Therapeutic lighting can be a prescription for better health, especially for seniors with dementia in long-term care facilities. Now, more and more-effective products are needed to implement the highly positive research results achieved to date. So says a panel of therapeutic-lighting experts assembled by the National Lighting Bureau and the Edison Report. The full, two-part discussion is available for viewing without charge by linking to the National Lighting Bureau website.
Panelists pointed out that some of the most encouraging new uses of lighting are occurring in long-term care facilities. These include:
-simulation of sunrise and sunset, indoors, to better orient patients – especially those suffering from Alzheimer’s – to day and night, in part to inform patients about when they should be sleeping;
-simulation of daylight by using high lighting levels indoors, also to give better definition of night and day, to help patients become better oriented; and
-more sleep, improved sleep quality, and more engagements of patients with other patients and facility staff as a result of simulated daylight indoors.
Panelists generally agreed that what’s now needed to complement traditional, ceiling-mounted fixtures are high-quality, plug-in devices like luminous tables, if only because they achieve desired results and can be purchased by patients’ friends and family; many long-term care facilities have little or no budget for therapeutic-lighting upgrades.

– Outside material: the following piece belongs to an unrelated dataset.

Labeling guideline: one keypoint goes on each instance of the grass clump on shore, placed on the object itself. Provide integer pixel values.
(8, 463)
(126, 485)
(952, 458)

The lighting industry is developing therapeutic lighting for more than just seniors dealing with dementia. For example, research shows that the use of therapeutic lighting to simulate daylighting in intensive-care units can result in faster recovery. Therapeutic lighting has long been used to counteract seasonal affective disorder (SAD).

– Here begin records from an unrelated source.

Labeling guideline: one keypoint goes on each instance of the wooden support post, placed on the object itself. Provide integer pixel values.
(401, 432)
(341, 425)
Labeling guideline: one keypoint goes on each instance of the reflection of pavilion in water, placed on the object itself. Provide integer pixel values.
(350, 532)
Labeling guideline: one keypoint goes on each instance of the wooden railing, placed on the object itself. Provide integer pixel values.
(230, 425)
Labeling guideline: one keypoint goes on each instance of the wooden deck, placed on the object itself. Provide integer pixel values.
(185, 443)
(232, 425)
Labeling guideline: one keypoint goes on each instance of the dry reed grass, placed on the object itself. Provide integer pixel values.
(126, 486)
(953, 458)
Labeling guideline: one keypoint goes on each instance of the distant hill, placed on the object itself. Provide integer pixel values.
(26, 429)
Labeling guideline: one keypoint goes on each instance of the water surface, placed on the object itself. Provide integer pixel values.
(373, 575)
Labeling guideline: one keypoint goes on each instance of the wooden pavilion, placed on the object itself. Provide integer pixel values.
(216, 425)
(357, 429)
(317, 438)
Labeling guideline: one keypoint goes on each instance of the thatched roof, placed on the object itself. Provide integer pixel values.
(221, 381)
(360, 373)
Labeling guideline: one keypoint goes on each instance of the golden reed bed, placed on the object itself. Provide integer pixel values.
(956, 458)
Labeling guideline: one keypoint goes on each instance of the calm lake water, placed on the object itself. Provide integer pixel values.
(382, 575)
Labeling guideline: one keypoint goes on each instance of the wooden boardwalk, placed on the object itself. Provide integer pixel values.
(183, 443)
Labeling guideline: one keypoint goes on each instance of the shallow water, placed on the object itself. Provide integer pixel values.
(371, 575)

According to National Lighting Bureau Chair Howard P. Lewis (Viscor Group of Companies), who represents the Illuminating Engineering Society (IES) on the Bureau’s board and served on the “Light and Health” panel, “We are only now beginning to understand the strength of the relationship between light and health, and how better lighting can impact human performance, especially on the part of those whose normal intellectual facilities have been compromised by disease or injury. But lighting’s impact is not at all limited to helping the ill. We’ve also seen that daylighting in classrooms can improve math and English test scores. We do not yet fully comprehend why that is, but efforts to learn that should not deter application of what we have learned so far. It’s extremely encouraging.”
National Lighting Bureau directors who participated in the panel discussion included, in addition to Mr. Lewis:
-Jay Goodman, Founder, LumenOptix, LLC;
-Mary Beth Gotti, L.C., Manager, Lighting & Electrical Institute, GE Lighting; and
-Mark Lien, L.C., CLEP, CLMC, HBDP, LEED BD&C, Director, Government & Industry relations, OSRAM SYLVANIA.
The guest panelist was Mark S. Rea, Ph.D., Director, Lighting Research Center and Professor of Architecture and Cognitive Sciences at Rensselaer Polytechnic Institute. Edison Report editor Randy Reid served as panel moderator.